The paper in front of him was a mess of overlapping swirls and jagged lines; a chaos that drew my eye the longer I looked. Beneath the scribbles was a crude image, unmistakable once seen. Figures. Bodies. Disjointed limbs tangled in a web of crimson streaks.
“What are you drawing?” I asked, not expecting an answer.
“Death,” Jonah replied, his voice so soft I almost missed it.
My breath hitched. My mind scrambled to rationalize. He was non-verbal, wasn’t he? I must have misheard. But when I looked up, his gaze had locked onto mine, and I saw it. His eyes weren’t just dark, they were swirling; alive with a shadowy void that twisted and moved like oil rippling in water.
I froze, fear rising through my veins. Was this my power manifesting again? Or was there something profoundly wrong with the child?
“What death?” I asked, refusing to run. My throat felt dry, and my heartbeat echoed loudly in my ears.
“She had to die,” he said, his focus drifting back to his drawing.
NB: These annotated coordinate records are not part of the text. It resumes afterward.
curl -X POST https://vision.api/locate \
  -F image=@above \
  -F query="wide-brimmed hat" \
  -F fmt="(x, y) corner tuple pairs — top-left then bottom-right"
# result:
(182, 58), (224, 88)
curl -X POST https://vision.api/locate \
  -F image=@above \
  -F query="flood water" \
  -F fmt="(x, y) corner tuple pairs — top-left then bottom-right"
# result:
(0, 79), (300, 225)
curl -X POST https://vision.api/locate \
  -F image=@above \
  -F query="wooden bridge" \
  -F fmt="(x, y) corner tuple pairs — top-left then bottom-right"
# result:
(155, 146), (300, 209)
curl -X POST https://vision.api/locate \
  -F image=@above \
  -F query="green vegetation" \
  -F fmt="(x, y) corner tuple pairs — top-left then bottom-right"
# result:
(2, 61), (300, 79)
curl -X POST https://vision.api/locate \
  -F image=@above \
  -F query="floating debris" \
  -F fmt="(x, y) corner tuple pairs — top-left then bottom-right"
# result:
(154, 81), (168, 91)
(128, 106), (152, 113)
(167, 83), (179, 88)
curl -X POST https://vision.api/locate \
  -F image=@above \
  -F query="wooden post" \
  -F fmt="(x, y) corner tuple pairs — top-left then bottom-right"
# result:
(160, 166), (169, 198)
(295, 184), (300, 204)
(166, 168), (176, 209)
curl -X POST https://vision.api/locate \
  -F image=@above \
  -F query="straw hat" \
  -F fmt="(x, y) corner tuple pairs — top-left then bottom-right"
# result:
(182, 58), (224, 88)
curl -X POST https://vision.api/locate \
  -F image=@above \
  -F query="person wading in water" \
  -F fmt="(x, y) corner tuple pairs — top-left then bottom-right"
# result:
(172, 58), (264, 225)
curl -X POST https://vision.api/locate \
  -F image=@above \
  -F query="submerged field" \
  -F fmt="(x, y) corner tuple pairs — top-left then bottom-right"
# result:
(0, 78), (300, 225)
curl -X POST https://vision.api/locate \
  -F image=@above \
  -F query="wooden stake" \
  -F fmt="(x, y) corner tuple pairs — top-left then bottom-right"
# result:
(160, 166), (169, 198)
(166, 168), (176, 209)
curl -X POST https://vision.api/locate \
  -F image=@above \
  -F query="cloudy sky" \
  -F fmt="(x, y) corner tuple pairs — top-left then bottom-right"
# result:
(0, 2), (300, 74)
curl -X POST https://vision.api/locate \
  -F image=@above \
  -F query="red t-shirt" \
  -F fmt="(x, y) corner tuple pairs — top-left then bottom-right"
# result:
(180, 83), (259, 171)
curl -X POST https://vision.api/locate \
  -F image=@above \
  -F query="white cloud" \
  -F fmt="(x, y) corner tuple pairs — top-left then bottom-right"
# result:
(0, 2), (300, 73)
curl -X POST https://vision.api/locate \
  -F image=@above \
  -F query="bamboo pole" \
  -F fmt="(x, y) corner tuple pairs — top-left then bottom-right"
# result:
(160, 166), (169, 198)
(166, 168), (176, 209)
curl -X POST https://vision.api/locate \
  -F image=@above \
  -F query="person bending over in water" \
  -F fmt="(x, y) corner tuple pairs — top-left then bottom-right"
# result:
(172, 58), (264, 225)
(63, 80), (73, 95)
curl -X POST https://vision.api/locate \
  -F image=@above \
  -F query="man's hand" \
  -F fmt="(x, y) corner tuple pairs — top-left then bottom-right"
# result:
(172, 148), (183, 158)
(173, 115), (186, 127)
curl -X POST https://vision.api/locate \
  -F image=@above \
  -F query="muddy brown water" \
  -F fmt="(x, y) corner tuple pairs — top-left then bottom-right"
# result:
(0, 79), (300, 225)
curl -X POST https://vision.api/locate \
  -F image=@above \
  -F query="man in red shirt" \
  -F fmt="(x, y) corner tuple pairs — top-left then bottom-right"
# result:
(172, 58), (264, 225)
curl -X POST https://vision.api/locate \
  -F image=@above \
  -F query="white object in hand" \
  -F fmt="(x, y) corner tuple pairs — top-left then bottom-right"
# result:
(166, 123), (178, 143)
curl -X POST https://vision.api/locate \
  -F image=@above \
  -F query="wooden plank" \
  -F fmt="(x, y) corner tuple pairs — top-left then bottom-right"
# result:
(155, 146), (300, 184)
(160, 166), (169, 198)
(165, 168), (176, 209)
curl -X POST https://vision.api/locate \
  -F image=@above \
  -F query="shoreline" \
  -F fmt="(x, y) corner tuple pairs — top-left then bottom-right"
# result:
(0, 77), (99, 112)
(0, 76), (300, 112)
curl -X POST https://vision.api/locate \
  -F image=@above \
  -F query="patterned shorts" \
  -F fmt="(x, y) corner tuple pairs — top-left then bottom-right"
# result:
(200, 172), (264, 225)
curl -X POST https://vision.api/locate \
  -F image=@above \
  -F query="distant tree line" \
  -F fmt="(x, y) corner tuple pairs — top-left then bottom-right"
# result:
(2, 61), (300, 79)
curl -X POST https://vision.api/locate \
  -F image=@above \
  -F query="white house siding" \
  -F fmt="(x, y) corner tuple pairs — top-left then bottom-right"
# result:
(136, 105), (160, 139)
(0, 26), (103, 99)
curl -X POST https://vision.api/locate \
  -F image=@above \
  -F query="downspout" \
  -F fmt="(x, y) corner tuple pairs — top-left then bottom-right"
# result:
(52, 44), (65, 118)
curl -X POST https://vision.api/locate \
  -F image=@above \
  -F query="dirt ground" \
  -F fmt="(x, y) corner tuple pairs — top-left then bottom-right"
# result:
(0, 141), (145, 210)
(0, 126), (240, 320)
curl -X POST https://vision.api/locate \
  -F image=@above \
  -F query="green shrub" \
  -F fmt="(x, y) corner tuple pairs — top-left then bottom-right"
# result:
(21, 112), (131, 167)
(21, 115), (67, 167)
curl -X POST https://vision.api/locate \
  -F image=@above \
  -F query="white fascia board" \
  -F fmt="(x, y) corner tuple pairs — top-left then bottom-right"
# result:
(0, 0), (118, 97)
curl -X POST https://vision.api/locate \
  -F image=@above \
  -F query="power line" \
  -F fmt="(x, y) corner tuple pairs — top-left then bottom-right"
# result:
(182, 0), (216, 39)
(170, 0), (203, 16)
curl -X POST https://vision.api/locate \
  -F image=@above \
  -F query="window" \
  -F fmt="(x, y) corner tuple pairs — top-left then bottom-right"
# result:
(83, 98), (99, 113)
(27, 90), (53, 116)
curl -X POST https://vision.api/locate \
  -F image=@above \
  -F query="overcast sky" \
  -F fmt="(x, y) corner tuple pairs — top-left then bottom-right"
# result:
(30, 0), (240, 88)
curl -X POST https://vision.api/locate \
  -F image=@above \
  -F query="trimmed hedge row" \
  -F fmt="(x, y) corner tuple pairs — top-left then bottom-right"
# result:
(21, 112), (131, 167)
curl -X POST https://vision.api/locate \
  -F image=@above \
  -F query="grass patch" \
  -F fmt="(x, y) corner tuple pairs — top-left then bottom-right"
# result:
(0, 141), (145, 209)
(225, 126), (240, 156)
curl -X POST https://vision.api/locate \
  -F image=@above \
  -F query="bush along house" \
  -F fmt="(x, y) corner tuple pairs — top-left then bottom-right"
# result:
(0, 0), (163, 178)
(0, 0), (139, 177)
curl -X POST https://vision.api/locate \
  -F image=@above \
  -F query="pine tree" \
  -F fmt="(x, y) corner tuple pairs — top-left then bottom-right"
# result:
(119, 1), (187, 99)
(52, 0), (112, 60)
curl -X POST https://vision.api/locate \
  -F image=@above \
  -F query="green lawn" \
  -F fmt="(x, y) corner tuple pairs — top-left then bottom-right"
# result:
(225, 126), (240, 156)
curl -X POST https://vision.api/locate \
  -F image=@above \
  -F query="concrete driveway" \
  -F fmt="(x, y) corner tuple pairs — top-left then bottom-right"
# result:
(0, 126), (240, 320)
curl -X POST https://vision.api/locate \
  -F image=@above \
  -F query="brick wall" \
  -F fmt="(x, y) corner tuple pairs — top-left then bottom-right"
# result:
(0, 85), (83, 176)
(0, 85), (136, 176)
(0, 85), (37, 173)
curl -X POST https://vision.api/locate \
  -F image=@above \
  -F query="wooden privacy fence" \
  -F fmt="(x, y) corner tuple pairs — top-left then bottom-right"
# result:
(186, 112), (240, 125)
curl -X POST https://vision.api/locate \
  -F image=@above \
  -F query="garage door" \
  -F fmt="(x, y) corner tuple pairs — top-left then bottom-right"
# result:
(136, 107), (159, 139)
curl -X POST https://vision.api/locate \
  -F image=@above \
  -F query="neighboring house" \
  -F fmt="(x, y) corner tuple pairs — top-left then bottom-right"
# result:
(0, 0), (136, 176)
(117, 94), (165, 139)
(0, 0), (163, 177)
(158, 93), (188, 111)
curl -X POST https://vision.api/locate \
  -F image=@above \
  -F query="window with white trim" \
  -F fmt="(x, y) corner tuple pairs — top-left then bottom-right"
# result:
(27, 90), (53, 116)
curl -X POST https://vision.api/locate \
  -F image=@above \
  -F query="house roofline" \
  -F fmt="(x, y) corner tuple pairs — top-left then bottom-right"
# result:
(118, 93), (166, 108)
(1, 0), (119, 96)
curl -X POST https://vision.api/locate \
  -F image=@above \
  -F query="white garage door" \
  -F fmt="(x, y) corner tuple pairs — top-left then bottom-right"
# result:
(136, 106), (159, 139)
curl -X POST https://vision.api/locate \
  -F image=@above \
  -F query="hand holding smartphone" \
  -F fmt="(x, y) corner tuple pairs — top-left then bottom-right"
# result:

My eyes darted to the paper. The jagged lines and thick swirls of red took on a darker meaning. They weren’t just scribbles. They were a scene—a grotesque, childlike rendition of dismembered bodies, perhaps even ones mutilated by zombies.
“Why?”
“Everyone dies,” he said.
“Did she… hurt you?” I asked, trying to make sense of this. “The daycare worker… was she mean to you? Why did she have to die?”
“She saw me,” Jonah said.
The words cut through me like a blade.